Atheism, Humanism, and Islam with Ammar Anwer

Image Credit: Ammar Anwer.

By Scott Douglas Jacobsen 

Scott Douglas Jacobsen: You are a columnist for the Daily Times. How did you begin writing there?

Ammar Anwer: I had been blogging for The Huffington Post and The Nation before I began to write for the Daily Times. I felt that my articles on Islam in general and Islamism in particular needed to be read by Pakistan’s audience, after all we have been one of the prime victims of both. This was primarily why I started to write for the Daily Times.

Jacobsen: You are from an orthodox version of Islam. What was family life like for you? 

Ammar Anwer:  I come from a Family that adheres to the Deoband School of thought. Deoband is a sub-sect of Hanafi-Sunni-Islam that was established in the late 1800’s in India. It follows the traditional form of Islam. In addition to that, my grandfather was also influenced by Syed Abul Ala Maududi, the influential Islamist scholar of the 20th century, and in my view one of the spearheads of the modern Islamism. So, my family was intact not only with the traditional Islam but also the Modern Islamic revivalism. I was raised in a similar fashion, where I acquired not only the traditional set of values of Islam, but also the need to establish Islam as a state religion.

Jacobsen: What is your current stance on religion?

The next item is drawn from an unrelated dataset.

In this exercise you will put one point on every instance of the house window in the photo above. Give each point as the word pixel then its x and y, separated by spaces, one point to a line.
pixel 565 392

Anwer:  As an atheist, I am opposed to the concept of religion. I am opposed to the idea that we have to rely on an imaginary being and centuries old books in some aspects of our life. Therefore, my atheism isn’t just confined to disbelief in the existence of God, but also includes an activism to confront the idea. That being said, I do realize that it would be rather unrealistic to assume that religions would simply fade away from the surface of Earth. They are a part of human history and even in the modern scientific world, there are still people who honestly believe that religions provide answers to some of their queries. I, therefore, do understand people who only adhere to religion on a spiritual level and do not intend to convert it into an organized set up. It is the organized religion which I deem a menace, because it tends to infiltrate in every level of society and put’s an entire nation’s intellect into jeopardy. It was only after the demise of organized Christianity that the Europe really progressed, and it is precisely the reason why the Muslim World is so backward when compared to West.

Jacobsen: As an atheist and a humanist, what do these two worldviews tied together provide for you? How do these provide more than the orthodox Islam of early life?

Anwer:  Atheism is merely a rejection of the existence of any deity. It says nothing about someone’s sociopolitical views. You can be an atheist, and still be a cause of misery for humanity, Stalin and some other Communist dictators are an example of that.  This is why I believe that being a humanist is more important, in addition to being a non-believer. As a Humanist, I put individual liberties and human freedom over all other beliefs and ideologies. I believe that we must always adopt such stands that bring about constructive and positive impact on the entire humanity. I regard human reasoning, consciousness and evidence to be a sufficient guide for humanity, in lieu of dogma, religion and God. These principles, of course stand in conflict with my earlier upbringing in an Islamic household, where I had to judge everything from a dogmatic Islamic lens instead of humanity and reason.

Jacobsen: You have written on Pan-Islam. What is it? What debunks it?

Anwer:  Pan-Islamism is the idea that all Muslims across the world, irrespective of their racial, territorial and cultural differences, constitute a single nation. Theologically, the term “Ummah” is used to describe Muslims as a single distinct nation from the rest of the world. It states that Muslims should give up their distinct national identities and strive for a single state (Caliphate) where all Muslims would live equally. It is somewhat a similar sort of notion to that of Christendom. It may have been real once, but in an era of nation states, where nations are formed by a sense of common heritage and history and not faith, it is at best a myth re-created for rhetorical purposes. Islam is not a race and Muslims are not monolithic. Muslims in subcontinent have a different culture than the Muslims in Arab or the Muslims in Indonesia. Even the effort to unite all the Arab nations under a single flag (Pan-Arabism) has not been successful, given that even an Iraqi Arab carries a distinct nationality and history than other Arabs.

Jacobsen: Thank you for the opportunity and your time, Ammar.

Image Credit: Ammar Anwer.

Scott Douglas Jacobsen is the Founder In-Sight Publishing and In-Sight: Independent Interview-Based Journal.